The city rose to prominence after Samuel anointed David as the second king of Israel (1 Sam. 16:1-13). The Philistines established a military outpost in Bethlehem in the days of Saul (2 Sam. 23:13-17) while David was assembling his band of warriors. Later Rehoboam fortified Bethlehem and 14 other Judahite cities as a defensive network around Jerusalem (2 Chr. 11:5-6). Listed among the returnees from Babylonian Exile under Zerubbabel are 123 men of Bethlehem (Ezra 2:21; Neh. 7:26 cites 188 combined from Bethlehem and Netophah).

Micah’s prophecy concerning the messianic king (Mic. 5:2[MT 1]) was familiar to the religious leaders of Jerusalem whom Herod summoned when the Magi sought knowledge concerning the birth of the king (Matt. 2:1-8). Matthew records that Herod then ordered the killing of all male children two years old and under in Bethlehem (Matt. 2:13-18).

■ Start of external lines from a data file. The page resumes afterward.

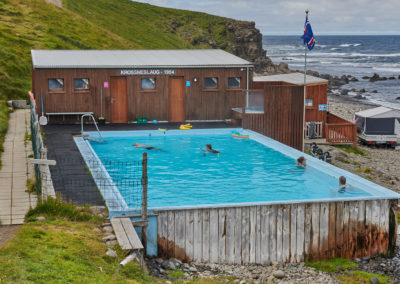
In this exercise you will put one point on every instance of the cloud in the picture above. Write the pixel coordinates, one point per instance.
(287, 16)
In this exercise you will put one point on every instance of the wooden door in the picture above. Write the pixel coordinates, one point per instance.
(119, 108)
(176, 99)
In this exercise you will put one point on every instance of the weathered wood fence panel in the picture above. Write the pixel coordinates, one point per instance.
(283, 233)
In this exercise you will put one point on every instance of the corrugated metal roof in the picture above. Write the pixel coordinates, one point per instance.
(135, 58)
(379, 112)
(292, 78)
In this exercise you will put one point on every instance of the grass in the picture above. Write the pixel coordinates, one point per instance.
(54, 208)
(31, 186)
(332, 265)
(351, 149)
(352, 277)
(366, 170)
(61, 251)
(90, 24)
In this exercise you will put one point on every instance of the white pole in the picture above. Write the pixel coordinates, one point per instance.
(304, 93)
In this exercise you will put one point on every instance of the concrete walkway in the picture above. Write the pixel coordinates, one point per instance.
(15, 171)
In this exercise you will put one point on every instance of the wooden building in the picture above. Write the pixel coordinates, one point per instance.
(277, 94)
(122, 85)
(316, 93)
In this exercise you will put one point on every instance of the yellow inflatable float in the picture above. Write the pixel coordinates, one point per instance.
(185, 126)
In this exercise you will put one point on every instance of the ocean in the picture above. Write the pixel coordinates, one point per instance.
(346, 55)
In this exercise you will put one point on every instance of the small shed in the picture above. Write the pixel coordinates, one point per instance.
(316, 92)
(123, 85)
(380, 120)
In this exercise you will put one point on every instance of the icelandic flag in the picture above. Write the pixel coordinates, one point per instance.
(308, 36)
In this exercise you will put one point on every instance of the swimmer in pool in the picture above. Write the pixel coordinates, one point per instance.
(301, 162)
(147, 147)
(210, 149)
(342, 184)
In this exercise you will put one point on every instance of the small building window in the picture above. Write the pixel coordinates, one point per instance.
(211, 82)
(56, 84)
(148, 83)
(81, 84)
(233, 82)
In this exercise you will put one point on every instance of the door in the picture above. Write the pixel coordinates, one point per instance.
(176, 99)
(119, 108)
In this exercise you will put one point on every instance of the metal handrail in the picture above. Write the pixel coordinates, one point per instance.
(95, 124)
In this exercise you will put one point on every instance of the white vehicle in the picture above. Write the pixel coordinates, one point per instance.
(378, 126)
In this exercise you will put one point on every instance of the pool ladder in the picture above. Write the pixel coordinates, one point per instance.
(95, 124)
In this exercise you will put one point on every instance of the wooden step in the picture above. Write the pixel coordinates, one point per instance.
(126, 235)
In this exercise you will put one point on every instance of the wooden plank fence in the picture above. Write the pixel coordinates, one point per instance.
(281, 233)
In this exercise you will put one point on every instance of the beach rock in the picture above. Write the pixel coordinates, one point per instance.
(375, 78)
(278, 274)
(111, 253)
(360, 97)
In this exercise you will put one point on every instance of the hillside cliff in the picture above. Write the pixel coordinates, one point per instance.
(111, 24)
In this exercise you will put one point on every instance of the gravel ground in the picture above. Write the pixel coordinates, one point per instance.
(383, 164)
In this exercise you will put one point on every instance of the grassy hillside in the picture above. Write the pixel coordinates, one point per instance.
(94, 24)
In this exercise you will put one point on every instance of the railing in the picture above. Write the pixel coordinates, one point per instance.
(254, 122)
(44, 184)
(318, 130)
(340, 131)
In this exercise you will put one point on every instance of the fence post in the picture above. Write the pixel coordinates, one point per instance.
(144, 201)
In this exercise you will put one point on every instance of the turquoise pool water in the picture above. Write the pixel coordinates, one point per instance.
(244, 171)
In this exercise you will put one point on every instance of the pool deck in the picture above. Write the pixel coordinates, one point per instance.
(71, 166)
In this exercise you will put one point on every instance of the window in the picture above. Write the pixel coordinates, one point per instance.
(148, 83)
(56, 84)
(211, 82)
(233, 82)
(81, 84)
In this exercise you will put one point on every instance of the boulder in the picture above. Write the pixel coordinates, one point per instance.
(374, 78)
(279, 274)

Jesus was born in Bethlehem ca. 6 b.c.e., and Christians of the early 2nd century c.e. revered a certain limestone cave as the site of the birth of the Messiah (Justin Martyr Dial. 78). A sacred grove at the site was dedicated to Adonis (Tammuz) in the time of Hadrian, following his suppression of the Bar Kokhba Revolt of 132-135. Jews were expelled from Bethlehem and Jerusalem in the district of Aelia Capitolina, and numerous Jewish and Christian holy sites were desecrated. Tertullian confirms the absence of Jews in Bethlehem, and the 2nd-century Protevangelium of James (Prot. Jas. 18:1; 19:2) refers to the cave as that which Joseph found for the birth of Jesus. Origen, who traveled throughout Palestine from ca. 215, spoke of the manger of Jesus (Contra Cels. 1.51)

With the support of Helena, mother of Constantine the Great, the construction of the first Church of the Nativity commenced over the traditional cave of Jesus’ birth (Eusebius Vita Const. 3.25-32, 51-53). According to the Bordeaux Pilgrim (ca. 333) the “basilica” was constructed “at the grotto which had been the scene of the Savior’s birth” (Eusebius 3.43). The sanctuary was dedicated on 31 May 339. Jerome resided in one of the nearby caves from 385 to 420, during which he prepared the Vulgate translation.

Bibliography. M. Avi-Yonah, “Bethlehem,” NEAEHL 1:203-10; J. Finegan, The Archaeology of the New Testament, 2nd ed. (Princeton, 1992), 22-43.